Benny Gantz, líder del partido Azul y Blanco, habla durante una ceremonia en la residencia del presidente en Jerusalén,el 23 de octubre de 2019.
Benny Gantz, líder del partido Azul y Blanco, habla durante una ceremonia en la residencia del presidente en Jerusalén,el 23 de octubre de 2019. Ronen Zvulun / Reuters

El presidente israelí, Reuven Rivlin, quien supervisa las conversaciones, dijo el 13 de abril que el progreso justificaba su decisión de conceder a Gantz una prórroga de dos días para llegar a un acuerdo con Netanyahu. Pero el plazo expiró a la medianoche de este miércoles tras un intento de último minuto por parte de los enviados de los dos líderes para cerrar un trato.

Lo que viene para Israel

Sin un acuerdo, le corresponderá al Parlamento elegir a un candidato que tendrá 14 días para formar un gobierno. Esto le da margen a ambos líderes para seguir negociando, aunque Gantz tendrá una posición más debilitada. De no conseguirse un pacto en las próximas tres semanas, el país tendrá que acudir de nuevo, y por cuarta vez, a las urnas. 

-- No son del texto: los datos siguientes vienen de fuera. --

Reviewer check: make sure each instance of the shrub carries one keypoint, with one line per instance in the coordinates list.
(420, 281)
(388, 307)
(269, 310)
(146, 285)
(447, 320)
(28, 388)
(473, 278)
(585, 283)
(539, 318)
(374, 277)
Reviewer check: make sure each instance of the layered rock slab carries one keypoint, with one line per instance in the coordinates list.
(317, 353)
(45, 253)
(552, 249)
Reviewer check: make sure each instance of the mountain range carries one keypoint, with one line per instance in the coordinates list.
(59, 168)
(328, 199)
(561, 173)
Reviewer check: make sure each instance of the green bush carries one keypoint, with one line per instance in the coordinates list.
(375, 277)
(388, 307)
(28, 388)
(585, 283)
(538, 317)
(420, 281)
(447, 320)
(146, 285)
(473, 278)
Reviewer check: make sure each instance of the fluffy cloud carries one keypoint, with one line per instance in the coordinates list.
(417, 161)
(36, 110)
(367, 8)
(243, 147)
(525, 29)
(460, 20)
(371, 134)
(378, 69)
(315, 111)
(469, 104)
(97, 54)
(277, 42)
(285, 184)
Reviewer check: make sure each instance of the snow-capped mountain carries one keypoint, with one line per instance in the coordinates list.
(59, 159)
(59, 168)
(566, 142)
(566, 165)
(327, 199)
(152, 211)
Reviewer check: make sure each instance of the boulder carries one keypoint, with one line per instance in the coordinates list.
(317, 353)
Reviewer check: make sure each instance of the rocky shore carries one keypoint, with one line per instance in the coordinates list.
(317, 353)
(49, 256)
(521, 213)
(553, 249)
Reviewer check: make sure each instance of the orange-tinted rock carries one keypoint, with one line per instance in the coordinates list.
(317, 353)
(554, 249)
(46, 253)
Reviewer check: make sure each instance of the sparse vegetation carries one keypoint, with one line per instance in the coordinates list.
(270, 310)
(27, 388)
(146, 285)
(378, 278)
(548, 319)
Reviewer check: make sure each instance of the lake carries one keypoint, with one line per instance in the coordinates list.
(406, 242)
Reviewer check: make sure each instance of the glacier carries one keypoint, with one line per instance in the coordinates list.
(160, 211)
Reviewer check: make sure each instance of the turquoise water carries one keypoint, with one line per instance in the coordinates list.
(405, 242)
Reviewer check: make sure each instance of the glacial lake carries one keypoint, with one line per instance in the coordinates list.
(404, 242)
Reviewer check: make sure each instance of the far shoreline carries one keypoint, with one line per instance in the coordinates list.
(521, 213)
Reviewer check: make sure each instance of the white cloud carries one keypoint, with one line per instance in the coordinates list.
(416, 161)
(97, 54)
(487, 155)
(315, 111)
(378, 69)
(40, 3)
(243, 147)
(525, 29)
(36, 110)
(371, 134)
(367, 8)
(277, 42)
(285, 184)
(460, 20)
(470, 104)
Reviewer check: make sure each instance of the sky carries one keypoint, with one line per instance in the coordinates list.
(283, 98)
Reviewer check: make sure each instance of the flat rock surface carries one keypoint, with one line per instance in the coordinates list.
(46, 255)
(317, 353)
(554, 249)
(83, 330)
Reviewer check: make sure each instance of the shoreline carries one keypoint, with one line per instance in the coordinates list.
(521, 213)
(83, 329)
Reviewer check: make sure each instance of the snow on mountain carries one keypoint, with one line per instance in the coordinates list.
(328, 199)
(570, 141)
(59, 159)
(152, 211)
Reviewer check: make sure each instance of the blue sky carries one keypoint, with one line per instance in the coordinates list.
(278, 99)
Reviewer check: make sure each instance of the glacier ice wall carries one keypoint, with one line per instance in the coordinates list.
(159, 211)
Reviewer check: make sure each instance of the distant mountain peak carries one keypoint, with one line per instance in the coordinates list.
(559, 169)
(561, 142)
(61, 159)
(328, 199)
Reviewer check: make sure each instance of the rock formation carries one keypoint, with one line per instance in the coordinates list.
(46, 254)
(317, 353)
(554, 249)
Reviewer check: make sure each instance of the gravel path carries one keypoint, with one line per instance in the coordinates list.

Netanyahu parece estar sacando provecho de la gestión frente a la crisis sanitaria, acaparando la audiencia con sus apariciones en televisión en horario estelar nocturno en la nación en la que, según el registro de la Universidad Johns Hopkins, el número de infectados por el coronavirus es de 12.501 y la cifra de muertos es de 130.